Owl-Vit postprocess API bbox conversion

I’m using the following Colab:


In Post-processing model predictions section, is claimed:

Notice how we printed the output predictions on the resized input image. This is because OWL-ViT outputs normalized box coordinates in [cx, cy, w, h]format assuming a fixed input image size. We can use theOwlViTProcessor's convenient post_process() method to convert the model outputs to **a COCO API** format and retrieve rescaled coordinates (with respect to the original image sizes) in[x0, y0, x1, y1] format.

Are you sure the bounding box returned are in COCO API format? From my tests, they seems to be [Xmin, Ymin, Xmax, Ymax], so in Pascal VOC format.


Thanks for raising this point, it’s indeed the (xmin, ymin, xmax, ymax) format, so we can update that.

Will do that today!

Thanks nielsr. Another little question: why sometimes such routine return negative coordinates? What does it means?

Opened a PR here: Update bounding box format everywhere by NielsRogge · Pull Request #27944 · huggingface/transformers · GitHub.

That should not be the case, do you have a reproducible code snippet?


I attach the code and image sample.
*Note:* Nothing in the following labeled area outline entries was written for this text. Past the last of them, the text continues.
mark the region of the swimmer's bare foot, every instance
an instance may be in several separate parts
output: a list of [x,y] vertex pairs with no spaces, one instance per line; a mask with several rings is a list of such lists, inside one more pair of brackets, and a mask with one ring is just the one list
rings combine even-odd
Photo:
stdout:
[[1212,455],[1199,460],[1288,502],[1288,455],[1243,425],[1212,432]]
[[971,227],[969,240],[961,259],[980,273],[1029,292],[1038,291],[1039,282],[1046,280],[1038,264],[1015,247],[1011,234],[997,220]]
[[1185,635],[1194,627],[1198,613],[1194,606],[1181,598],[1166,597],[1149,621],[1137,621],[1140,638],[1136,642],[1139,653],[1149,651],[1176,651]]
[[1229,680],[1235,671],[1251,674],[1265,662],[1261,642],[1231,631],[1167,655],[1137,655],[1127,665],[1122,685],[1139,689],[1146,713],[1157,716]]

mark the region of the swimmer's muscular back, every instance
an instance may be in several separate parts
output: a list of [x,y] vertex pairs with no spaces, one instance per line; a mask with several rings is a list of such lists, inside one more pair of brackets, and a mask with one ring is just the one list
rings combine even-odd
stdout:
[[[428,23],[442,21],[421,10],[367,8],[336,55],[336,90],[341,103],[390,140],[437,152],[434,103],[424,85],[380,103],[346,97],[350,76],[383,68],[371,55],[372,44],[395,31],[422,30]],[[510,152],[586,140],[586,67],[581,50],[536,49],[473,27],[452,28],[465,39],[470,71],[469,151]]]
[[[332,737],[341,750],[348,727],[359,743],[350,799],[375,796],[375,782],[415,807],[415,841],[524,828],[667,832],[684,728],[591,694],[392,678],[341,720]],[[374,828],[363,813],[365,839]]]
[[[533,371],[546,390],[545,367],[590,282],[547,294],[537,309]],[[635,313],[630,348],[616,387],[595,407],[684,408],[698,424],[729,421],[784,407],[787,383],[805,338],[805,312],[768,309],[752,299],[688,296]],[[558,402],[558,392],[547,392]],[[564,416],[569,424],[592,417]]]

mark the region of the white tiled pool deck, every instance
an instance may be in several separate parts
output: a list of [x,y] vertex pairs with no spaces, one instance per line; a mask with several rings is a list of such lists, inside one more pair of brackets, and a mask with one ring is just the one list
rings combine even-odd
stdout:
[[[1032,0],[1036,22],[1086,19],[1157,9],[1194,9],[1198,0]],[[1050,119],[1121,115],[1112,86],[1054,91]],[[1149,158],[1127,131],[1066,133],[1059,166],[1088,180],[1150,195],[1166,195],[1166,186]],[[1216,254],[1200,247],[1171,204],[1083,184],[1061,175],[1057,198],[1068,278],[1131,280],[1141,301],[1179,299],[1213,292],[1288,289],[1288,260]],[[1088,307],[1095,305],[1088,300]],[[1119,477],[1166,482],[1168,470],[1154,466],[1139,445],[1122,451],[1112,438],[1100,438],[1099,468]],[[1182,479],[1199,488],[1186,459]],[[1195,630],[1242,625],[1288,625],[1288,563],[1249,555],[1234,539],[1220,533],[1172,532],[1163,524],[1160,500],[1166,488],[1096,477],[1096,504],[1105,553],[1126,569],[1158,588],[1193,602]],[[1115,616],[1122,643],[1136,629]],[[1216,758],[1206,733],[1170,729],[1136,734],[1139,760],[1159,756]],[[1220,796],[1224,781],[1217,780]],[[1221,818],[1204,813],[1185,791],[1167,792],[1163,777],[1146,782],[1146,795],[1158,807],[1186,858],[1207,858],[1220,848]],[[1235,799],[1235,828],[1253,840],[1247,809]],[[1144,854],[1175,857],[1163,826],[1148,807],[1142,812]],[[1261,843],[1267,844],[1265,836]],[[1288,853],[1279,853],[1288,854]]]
The following are the bounding box retrieved, with the first one having negative coordinates:

Detected crown with confidence 0.319 at location [830.3, -1.3, 1243.46, 228.82]
Detected Christ with confidence 0.27 at location [8.79, 25.36, 1286.45, 1128.44]
Detected crown with confidence 0.209 at location [142.62, 783.75, 363.72, 1042.01]
import numpy as np
from PIL import Image

from transformers import OwlViTProcessor, OwlViTForObjectDetection

model = OwlViTForObjectDetection.from_pretrained("owlvit-large-patch14")
processor = OwlViTProcessor.from_pretrained("owlvit-large-patch14")

import torch

# Use GPU if available
if torch.cuda.is_available():
    device = torch.device("cuda")
    device = torch.device("cpu")

# Text queries to search the image for
text_queries = [["crown","Christ"]]

image_orig = Image.open('SSPSAEPM_FI_25285UC.JPG')

img_tmp = np.asarray(image_orig)

image_rgb = Image.fromarray(np.uint8(img_tmp)).convert("RGB")

images = [image_rgb]

# Process image and text inputs
inputs = processor(text=text_queries, images=image_rgb, return_tensors="pt").to(device)

# Print input names and shapes
for key, val in inputs.items():
    print(f"{key}: {val.shape}")

# Set model in evaluation mode
model = model.to(device)

# Get predictions
with torch.no_grad():
  outputs = model(**inputs)

for k, val in outputs.items():
    if k not in {"text_model_output", "vision_model_output"}:
        print(f"{k}: shape of {val.shape}")

print("\nText model outputs")
for k, val in outputs.text_model_output.items():
    print(f"{k}: shape of {val.shape}")

print("\nVision model outputs")
for k, val in outputs.vision_model_output.items():
    print(f"{k}: shape of {val.shape}") 

# Target image sizes (height, width) to rescale box predictions [batch_size, 2]
target_sizes = torch.Tensor([img.size[::-1] for img in images]).to(device)

# Convert outputs (bounding boxes and class logits) to COCO API
results = processor.post_process(outputs=outputs, target_sizes=target_sizes)

# Loop over predictions for each image in the batch
for i in range(len(images)):
    print(f"\nProcessing image {i}")
    text = text_queries[i]
    boxes, scores, labels = results[i]["boxes"], results[i]["scores"], results[i]["labels"]

    score_threshold = 0.20
    for box, score, label in zip(boxes, scores, labels):
        box = [round(i, 2) for i in box.tolist()]

        if score >= score_threshold:
            print(f"Detected {text[label]} with confidence {round(score.item(), 3)} at location {box}")

Thanks in advance.

Any update? Thanks.